Suzanne Cecile Ebel Belsey Goodwin | |
Pseudonym: | Suzanne Ebel, Suzanne Goodwin, Cecily Shelbourne |
Birth Name: | Suzanne Cecile Ebel |
Birth Date: | 27 September 1916 |
Birth Place: | Sutton, Surrey, London, England |
Occupation: | Novelist |
Language: | English |
Nationality: | British |
Period: | 1963–2001 |
Genre: | Romantic novels |
Spouse: | 1. Adrian Belsey 2. John Goodwin (1971–2008) |
Children: | 3 |
Awards: | RoNA Award |
Suzanne Goodwin, née Suzanne Ebel (27 September 1916 – 28 February 2008), was a British writer of over 40 romantic novels and was translated into some 15 languages. Under her maiden name she wrote contemporary romances and British guides, under her married name historical romances, she also used the pseudonym of Cecily Shelbourne.[1] In 1964, her novel Journey from Yesterday won the Romantic Novel of the Year Award awarded by the Romantic Novelists' Association. and in 1986 the British Travel Association Award.

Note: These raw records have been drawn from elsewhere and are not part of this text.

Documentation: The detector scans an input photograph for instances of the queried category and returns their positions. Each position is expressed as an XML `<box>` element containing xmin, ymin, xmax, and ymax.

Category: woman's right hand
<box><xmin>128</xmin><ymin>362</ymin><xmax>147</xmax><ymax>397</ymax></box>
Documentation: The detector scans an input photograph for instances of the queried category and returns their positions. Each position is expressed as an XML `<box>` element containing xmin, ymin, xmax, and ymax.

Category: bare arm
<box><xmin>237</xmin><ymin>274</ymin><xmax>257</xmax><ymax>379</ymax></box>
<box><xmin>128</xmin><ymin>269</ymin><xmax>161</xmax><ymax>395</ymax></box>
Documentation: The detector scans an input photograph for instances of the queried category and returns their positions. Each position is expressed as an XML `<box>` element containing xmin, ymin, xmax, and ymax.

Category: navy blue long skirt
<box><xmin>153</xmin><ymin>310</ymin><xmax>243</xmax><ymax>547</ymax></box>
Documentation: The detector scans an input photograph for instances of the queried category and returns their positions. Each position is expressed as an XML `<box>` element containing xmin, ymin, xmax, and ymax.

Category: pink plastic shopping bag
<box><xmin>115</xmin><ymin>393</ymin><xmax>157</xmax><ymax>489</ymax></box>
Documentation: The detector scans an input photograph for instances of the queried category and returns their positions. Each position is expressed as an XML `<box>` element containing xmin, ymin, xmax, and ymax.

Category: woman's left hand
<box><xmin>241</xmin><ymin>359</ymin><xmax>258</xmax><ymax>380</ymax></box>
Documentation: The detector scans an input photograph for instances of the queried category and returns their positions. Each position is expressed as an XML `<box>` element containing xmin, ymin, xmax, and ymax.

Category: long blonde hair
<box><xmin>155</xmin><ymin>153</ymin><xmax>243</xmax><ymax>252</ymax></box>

Born Suzanne Cecile Ebel on 27 September 1916 in Sutton, Surrey, London, England, UK, of an Irish mother and French father, an interior decorator who drove a Rolls-Royce. She was educated at Roman Catholic schools in England and Belgium. In London, she worked as journalist on the Woman's Page of The Times Newspaper, and from 1950 to 1972 as a director of the advertising agency Young and Rubicam.

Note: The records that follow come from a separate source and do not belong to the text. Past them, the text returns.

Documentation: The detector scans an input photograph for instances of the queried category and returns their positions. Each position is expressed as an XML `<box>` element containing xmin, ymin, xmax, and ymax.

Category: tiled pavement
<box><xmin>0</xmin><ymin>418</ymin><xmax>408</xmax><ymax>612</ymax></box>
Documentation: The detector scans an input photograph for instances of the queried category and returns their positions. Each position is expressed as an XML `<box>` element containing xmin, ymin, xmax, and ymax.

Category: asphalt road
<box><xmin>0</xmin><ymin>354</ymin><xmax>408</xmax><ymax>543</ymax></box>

She married Adrian Belsey, a dentist, with whom she had a son, James, and an adopted daughter, Marigold, but the marriage faltered. In 1947, she met John Goodwin, a former lieutenant in the RNVR and later theatre publicist and head of publications and publicity at the Royal Shakespeare Company and The National Theatre, he also edited Peter Hall's diaries and they had a son, Tim. They finally married in 1971, after she was widowed.
She died on 28 February 2008.
She published Journey from Yesterday in 1963, which won the Romantic Novel of the Year Award by the Romantic Novelists' Association. She started writing contemporary romances under her maiden name Suzanne Ebel, and used her married name Suzanne Goodwin when writing historical romances.